Assistée de Madame Sarah TREBOSC, greffière lors des débats et de la mise à disposition au greffe
DEBATS :
Vu l’ordonnance de clôture en date du 05 juin 2025 avec avis du renvoi de la procédure devant le Juge Unique, ayant fixé l’audience au 21 Novembre 2025, date à laquelle l’affaire a été mise en délibéré au 16 Janvier 2026
JUGEMENT : Prononcé publiquement par mise à disposition au greffe,
Réputé contradictoire et en premier ressort.
EXPOSÉ DU LITIGE
La SARL ADANA est propriétaire des lots numéros 1, 2 et 8 au sein de l’ensemble immobilier sis [Adresse 4] à [Localité 6].
Par acte de commissaire de Justice en date du 24 mars 2025, le Syndicat des copropriétaires de l’ensemble immobilier sis [Adresse 5], représenté par son syndic en exercice, le Cabinet BEURDELEY, a fait assigner la SARL ADANA devant le tribunal judiciaire d’ÉVRY-COURCOURONNES et sollicite de :
Condamner la SARL ADANA au paiement d’une somme de 10 193,41 euros au titre des charges courantes impayées (échéance du 1er trimestre 2025 incluse),
Ordonner la capitalisation des intérêts,
Condamner la SARL ADANA au paiement d’une somme de 3 000,00 euros à titre de dommages et intérêts,
Rappeler que l’exécution provisoire est de droit et qu’aucune circonstance de fait ou de droit ne pourra justifier qu’elle soit écartée,
Condamner la SARL ADANA à verser au Syndicat des copropriétaires de l’ensemble immobilier sis [Adresse 5] une indemnité d’un montant de 1 200,00 euros sur le fondement de l’article 700 du Code de procédure civile, outre les entiers dépens.

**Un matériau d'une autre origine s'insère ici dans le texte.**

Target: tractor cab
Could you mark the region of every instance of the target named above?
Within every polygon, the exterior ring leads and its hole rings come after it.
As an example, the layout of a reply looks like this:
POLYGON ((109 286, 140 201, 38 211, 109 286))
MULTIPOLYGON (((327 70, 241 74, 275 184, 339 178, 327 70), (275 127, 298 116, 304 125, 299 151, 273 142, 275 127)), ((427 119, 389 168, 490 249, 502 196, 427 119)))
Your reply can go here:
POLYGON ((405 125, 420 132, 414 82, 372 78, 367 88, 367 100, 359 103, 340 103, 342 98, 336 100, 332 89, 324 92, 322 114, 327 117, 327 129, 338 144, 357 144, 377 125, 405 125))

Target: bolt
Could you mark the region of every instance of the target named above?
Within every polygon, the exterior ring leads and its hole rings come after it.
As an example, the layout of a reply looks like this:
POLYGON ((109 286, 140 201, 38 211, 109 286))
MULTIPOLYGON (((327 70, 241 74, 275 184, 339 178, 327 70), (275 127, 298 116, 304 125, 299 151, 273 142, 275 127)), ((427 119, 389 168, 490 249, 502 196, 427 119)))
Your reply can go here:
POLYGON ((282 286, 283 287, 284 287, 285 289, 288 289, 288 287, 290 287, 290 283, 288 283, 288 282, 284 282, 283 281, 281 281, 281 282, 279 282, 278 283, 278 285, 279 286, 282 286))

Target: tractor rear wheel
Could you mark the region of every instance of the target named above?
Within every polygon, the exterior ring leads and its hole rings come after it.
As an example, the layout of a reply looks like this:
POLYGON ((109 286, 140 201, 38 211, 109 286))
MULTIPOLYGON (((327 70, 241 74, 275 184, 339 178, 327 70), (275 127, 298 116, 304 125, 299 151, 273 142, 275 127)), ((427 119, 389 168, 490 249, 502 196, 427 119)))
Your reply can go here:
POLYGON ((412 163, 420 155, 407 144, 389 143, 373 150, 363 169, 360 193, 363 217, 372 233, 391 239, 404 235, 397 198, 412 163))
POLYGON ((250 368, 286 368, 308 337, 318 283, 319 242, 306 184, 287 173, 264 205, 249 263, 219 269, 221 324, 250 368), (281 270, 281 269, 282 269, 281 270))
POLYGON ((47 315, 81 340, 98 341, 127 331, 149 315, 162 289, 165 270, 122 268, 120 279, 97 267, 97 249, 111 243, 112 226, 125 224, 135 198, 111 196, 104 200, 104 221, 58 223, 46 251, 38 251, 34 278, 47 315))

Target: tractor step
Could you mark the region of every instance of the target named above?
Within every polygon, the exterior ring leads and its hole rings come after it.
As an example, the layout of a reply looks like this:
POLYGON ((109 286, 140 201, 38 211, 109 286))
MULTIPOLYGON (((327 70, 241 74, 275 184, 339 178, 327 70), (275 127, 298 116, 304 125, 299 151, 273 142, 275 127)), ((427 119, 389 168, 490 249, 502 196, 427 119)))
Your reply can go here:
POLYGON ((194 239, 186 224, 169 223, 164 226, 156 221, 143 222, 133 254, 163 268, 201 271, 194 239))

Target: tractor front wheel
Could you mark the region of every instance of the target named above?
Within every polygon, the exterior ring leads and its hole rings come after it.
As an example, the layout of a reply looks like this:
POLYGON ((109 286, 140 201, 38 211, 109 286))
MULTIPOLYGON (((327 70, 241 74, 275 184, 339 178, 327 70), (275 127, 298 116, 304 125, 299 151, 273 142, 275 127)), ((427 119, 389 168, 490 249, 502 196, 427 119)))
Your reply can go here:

Au soutien, il explique que la défenderesse ne paie plus ses charges de copropriété depuis plusieurs mois de manière répétitive et injustifiée, l’importance de son solde débiteur causant un préjudice financier important aux autres copropriétaires qui doivent faire l’avance de la somme due par elle.
Pour un exposé exhaustif de ses prétentions, le tribunal se réfère expressément à ses écritures, par application de l’article 455 du code de procédure civile.
La SARL ADANA, bien que régulièrement assignée, n’a pas comparu et n’a pas constitué avocat.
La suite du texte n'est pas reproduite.